= Villem Raam =

Estonian art historian

Villem Raam (30 May 1910 – 21 May 1996) was an Estonian art historian, art critic and conservator-restorer. His work in documenting and preserving the cultural heritage of Estonia, not least during the Soviet occupation of Estonia, contributed significantly to the understanding of art history and cultural heritage in Estonia.

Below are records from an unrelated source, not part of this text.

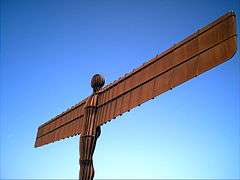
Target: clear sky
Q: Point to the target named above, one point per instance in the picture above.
(50, 50)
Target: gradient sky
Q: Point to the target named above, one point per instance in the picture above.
(51, 48)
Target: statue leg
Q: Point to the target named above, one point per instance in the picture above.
(87, 147)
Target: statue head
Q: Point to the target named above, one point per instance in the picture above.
(97, 82)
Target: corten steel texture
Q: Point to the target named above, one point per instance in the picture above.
(203, 50)
(88, 138)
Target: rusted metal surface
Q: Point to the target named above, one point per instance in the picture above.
(205, 49)
(66, 124)
(90, 131)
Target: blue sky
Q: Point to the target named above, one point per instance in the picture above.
(50, 50)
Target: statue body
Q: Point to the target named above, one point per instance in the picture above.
(90, 132)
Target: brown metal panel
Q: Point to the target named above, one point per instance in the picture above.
(205, 49)
(162, 83)
(125, 102)
(146, 91)
(217, 55)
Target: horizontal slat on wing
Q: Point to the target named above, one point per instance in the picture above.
(69, 123)
(205, 49)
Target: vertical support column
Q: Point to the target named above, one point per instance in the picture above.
(90, 132)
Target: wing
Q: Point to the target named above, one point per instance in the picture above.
(203, 50)
(68, 123)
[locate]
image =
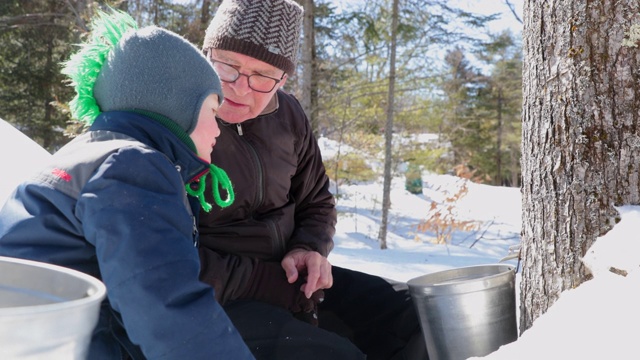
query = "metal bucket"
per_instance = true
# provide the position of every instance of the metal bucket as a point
(466, 312)
(46, 311)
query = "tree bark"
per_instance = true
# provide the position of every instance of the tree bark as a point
(307, 60)
(581, 142)
(388, 134)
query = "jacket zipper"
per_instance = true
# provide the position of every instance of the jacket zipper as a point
(279, 242)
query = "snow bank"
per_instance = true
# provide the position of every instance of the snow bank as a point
(20, 157)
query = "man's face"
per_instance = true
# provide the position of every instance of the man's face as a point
(240, 101)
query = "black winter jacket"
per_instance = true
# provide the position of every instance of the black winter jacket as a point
(282, 198)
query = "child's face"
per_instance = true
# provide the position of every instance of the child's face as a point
(206, 131)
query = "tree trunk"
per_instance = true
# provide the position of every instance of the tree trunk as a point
(581, 143)
(388, 134)
(306, 60)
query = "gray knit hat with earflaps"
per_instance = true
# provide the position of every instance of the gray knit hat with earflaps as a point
(267, 30)
(156, 70)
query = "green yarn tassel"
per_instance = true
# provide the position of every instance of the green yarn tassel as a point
(219, 179)
(83, 67)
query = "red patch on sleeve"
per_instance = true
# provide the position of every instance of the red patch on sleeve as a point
(61, 174)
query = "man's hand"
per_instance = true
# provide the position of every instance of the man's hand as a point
(316, 267)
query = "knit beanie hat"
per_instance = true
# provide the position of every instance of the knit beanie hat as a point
(267, 30)
(155, 70)
(151, 70)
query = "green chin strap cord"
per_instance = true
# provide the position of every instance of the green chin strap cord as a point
(219, 179)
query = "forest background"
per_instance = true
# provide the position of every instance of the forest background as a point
(450, 77)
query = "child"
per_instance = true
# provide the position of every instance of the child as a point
(113, 202)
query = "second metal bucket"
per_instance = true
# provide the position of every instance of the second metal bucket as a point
(46, 311)
(466, 312)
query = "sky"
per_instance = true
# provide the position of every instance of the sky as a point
(593, 321)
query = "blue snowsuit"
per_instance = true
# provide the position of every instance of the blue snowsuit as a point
(112, 204)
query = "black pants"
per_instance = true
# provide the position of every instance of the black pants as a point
(361, 314)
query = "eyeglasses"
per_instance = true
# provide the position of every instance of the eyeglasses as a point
(229, 74)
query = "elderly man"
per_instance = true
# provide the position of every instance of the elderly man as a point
(266, 254)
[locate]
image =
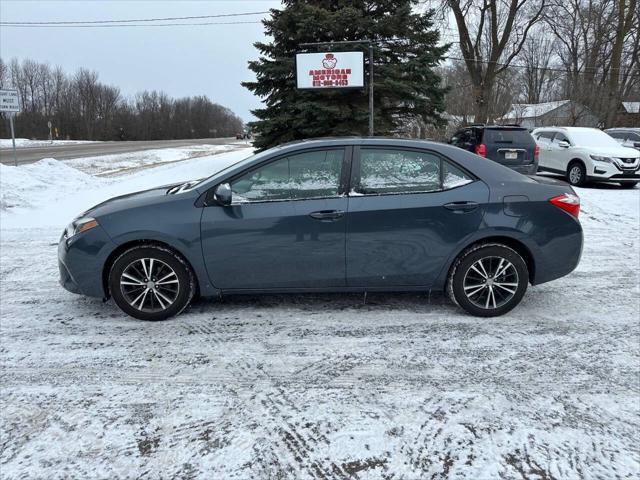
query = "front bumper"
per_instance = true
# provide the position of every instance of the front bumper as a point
(81, 260)
(614, 172)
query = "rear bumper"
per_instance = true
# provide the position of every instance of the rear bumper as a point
(525, 169)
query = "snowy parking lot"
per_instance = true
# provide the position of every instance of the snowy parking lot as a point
(402, 386)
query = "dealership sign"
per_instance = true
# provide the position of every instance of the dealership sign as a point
(330, 70)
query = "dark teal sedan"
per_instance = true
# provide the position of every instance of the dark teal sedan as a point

Villem Raam was born in Pärnu and studied art history at Tartu University. In 1938 he produced his first scholarly work on medieval Estonian architecture. Following the occupation of Estonia, in July 1940 Raam became the director of the State Art Museum of Soviet Estonia; however, in June 1941 he was arrested by Soviet authorities and deported to Siberia. He would remain in labour camp for fifteen years. He was allowed to return to Estonia in 1956 and was able to continue working in his academic field, first as an employee at an institution with the purpose of registering architectural monuments. In 1957 he was admitted and eventually made a member of the board of the Estonian SSR Artists' Union. Subsequently, he dedicated the rest of his life to art history, conservation issues and art criticism. Among his tangible contributions are the restoration of St. Nicholas' church in Tallinn, which he managed to convince the authorities to transform into a museum of ecclesiastical art rather than an initially planned "museum of atheism".

In 1996, Raam was awarded the Order of the National Coat of Arms, 3rd class. Between June 2010 and May 2011, an exhibition his architectural photographs was made at the Art Museum of Estonia to mark the centenary of his birth.

He was an honorary alumnus of the Estonian Students' Society.